To be fair: charging for peer-to-peer software that is freely redistributable doesn't work as a business model. You make money in open source by selling related services (e.g. github, Android) or support (Red Hat). You can't do it by licensing the product.
That doesn't invalidate the point above though that in the modern world a tool like this can only be considered "secure" if the implementation(s) are completely open. It's just a poor product decision on the part of BitTorrent.
> You make money in open source by selling related services (e.g. github, Android) or support (Red Hat). You can't do it by licensing the product.
This is where the distinction between "free" (as in freedom) and "open source" is helpful.
You can, hypothetically, release the source code of a project under a license that prohibits compilation of that source code (or, prohibits running anything other than the paid binary of the source code). This would allow people to view and theoretically vet the code; they just can run it (legally) without paying for it.
Not that I would like to encourage such behavior, or think that it's valuable. But it's an important distinction to remember.
> release the source code of a project under a license that prohibits compilation of that source code
Such a license would qualify for neither "open source" nor "free software" under the relevant official definitions though.
Yes, it would be reviewable for bugs and probably preferrable to a blob. But without the ability to verify the complication you'd have no assurance that the proprietary code was actually built with the reviewed source. Basically this would just be a stunt.
If the license said that you were in violation if you executed the built code but there was instructions to build the exact version that is distributed it would still allow people to verify that the binary was built from the provided source.
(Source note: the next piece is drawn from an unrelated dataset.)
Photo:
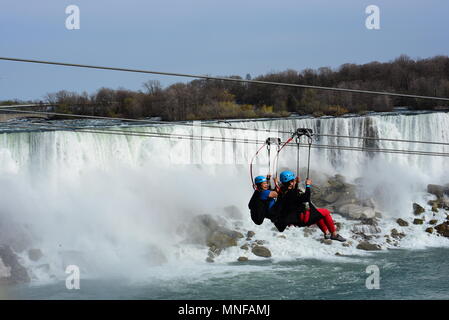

I recall Transgaming Wine had a model that was effectively this, it was difficult for a laymen to build the source and binaries couldn't be distributed freely but the source was still available.
No, that's wrong. The term "open source" as commonly used has a formal definition (http://opensource.org/osd-annotated) and this violates the very first term.
That is "source visible", I guess. But please don't confuse terminology: it's neither "open source" nor "free software".
Sure, I guess. But if you don't trust your own system, it doesn't really matter whether you use their code or not. That said, "Reflections on Trusting Trust" is mentioned far too often, without people fully understanding the fact that it would be incredibly difficult, if not impossible to pull something like that off.
If the UI module does encryption and decryption, and if the said encryption is good enough, why would you care if the transport layer steals your encrypted data?
The transport layer is running on the same computer at the same trust level as the encryption layer, which means it can intercept the unencrypted data. Even if the developer's 100% honest it's easy for them to accidentally create a remote code execution vulnerability that allows an attacker to do this.
Interestingly, you can. Limewire was open source, but charged for a "pro" version. (which was also open source, with the exception of some build files)
The biggest problem with all of it was that there were a bunch of scam sites that added malware, built binaries, and bought "lime wire" keywords on google.
On the other hand, I don't think OSS is to blame for that--the scam sites could have just as easily distributed any binary.
Only enterprise companies can survive on the support business model; it doesn't work for consumer or SMB because they just won't buy support contracts (I'm not counting scams).
That doesn't invalidate the point above though that in the modern world a tool like this can only be considered "secure" if the implementation(s) are completely open. It's just a poor product decision on the part of BitTorrent.